I think it has been long enough where I can hijack this thread and make it my own so I don't have to create a new one for a simple questions.

Can someone with a little more experience take a look at this and see if it's a good deal or I'm way out of line? I'm about to pull the trigger on it. To me, everything seem to be high quality, but I could be wrong. Looking at the wheels alone, those are $800 wheels. It's also in fantastic condition. I've been looking online for a cheap bike to figure out what I like and don't like, but I've wasted a lot of time doing so and I've gotten nowhere with it. I've decided to ditch that idea and just get the bike that I plan on using for years to come. I have committed to doing a 106 mile race in November with no riding experience and need to start trailing. This bike is listed for 2k, I offered $1,100 and he laughed in my face. He said he'll do $1,900 for it. Here are the specs: 


2014 Trek Madone 5.2 (All black)
Frame size 58cm.
Groupo: SRAM Force. 11 SPD.
Crank size: 50/34 175mm
Cassette: Sram Power dome 11/28.
Shifters: Sram Double Tap.
Bars: Bontrager Carbon RXL 42CM
STEM: Bontrager XXX Carbon 90mm.
Saddle: Bontrager Carbon RXL 138.
Wheels: Mercury M5


Any advice is helpful, I just don't want to overpay, which is easy to do when you're new to something. Thank you all!


----------



## ruarmani (Jan 30, 2017)

You are more than welcome. It is yours now.

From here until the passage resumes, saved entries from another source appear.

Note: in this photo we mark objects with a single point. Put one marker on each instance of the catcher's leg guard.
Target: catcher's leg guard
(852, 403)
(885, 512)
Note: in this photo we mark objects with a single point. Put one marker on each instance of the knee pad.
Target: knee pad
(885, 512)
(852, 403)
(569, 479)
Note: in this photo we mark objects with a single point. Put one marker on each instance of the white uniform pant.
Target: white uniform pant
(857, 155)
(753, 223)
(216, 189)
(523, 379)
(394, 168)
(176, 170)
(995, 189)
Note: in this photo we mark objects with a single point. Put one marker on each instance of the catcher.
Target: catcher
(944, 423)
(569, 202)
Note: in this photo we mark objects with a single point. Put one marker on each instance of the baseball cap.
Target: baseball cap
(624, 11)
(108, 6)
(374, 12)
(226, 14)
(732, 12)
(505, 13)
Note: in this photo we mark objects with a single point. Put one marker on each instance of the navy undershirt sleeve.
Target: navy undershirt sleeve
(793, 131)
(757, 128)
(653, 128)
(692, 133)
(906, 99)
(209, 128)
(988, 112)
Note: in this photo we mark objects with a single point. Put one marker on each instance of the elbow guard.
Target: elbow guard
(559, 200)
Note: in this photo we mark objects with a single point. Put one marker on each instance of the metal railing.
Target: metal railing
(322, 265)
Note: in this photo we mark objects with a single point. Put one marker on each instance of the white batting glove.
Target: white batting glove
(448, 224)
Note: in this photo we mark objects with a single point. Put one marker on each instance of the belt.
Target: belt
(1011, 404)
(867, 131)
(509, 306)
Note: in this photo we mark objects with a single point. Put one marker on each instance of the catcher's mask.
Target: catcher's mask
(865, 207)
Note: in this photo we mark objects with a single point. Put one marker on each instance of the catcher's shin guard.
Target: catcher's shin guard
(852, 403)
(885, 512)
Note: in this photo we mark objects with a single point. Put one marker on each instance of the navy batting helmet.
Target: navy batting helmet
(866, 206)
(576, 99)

By the way, I had a chance to ride my Focus and I love it. And, I had to basically stop myself buying cycling stuff, I got so much into it and carried on ..... clothes, little things, tubes, pump, bottle cages, quad lock, lights, etc... stopped for now.


----------



## yassine (Mar 7, 2017)

Best advice I and realistically anyone else


----------



## Lombard (May 8, 2014)

Piconner said:


> I think it has been long enough where I can hijack this thread and make it my own so I don't have to create a new one for a simple questions.
> 
> Can someone with a little more experience take a look at this and see if it's a good deal or I'm way out of line? I'm about to pull the trigger on it. To me, everything seem to be high quality, but I could be wrong. Looking at the wheels alone, those are $800 wheels. It's also in fantastic condition. I've been looking online for a cheap bike to figure out what I like and don't like, but I've wasted a lot of time doing so and I've gotten nowhere with it. I've decided to ditch that idea and just get the bike that I plan on using for years to come. I have committed to doing a 106 mile race in November with no riding experience and need to start trailing. This bike is listed for 2k, I offered $1,100 and he laughed in my face. He said he'll do $1,900 for it. Here are the specs:
> 
> ...


This is what Bicycle Blue Book comes up with:

https://www.bicyclebluebook.com/SearchListingDetail.aspx?id=3052606&make=750&model=62139 

That being said, since this is a used carbon bike, I would have a trusted bike shop examine the frame carefully for damage.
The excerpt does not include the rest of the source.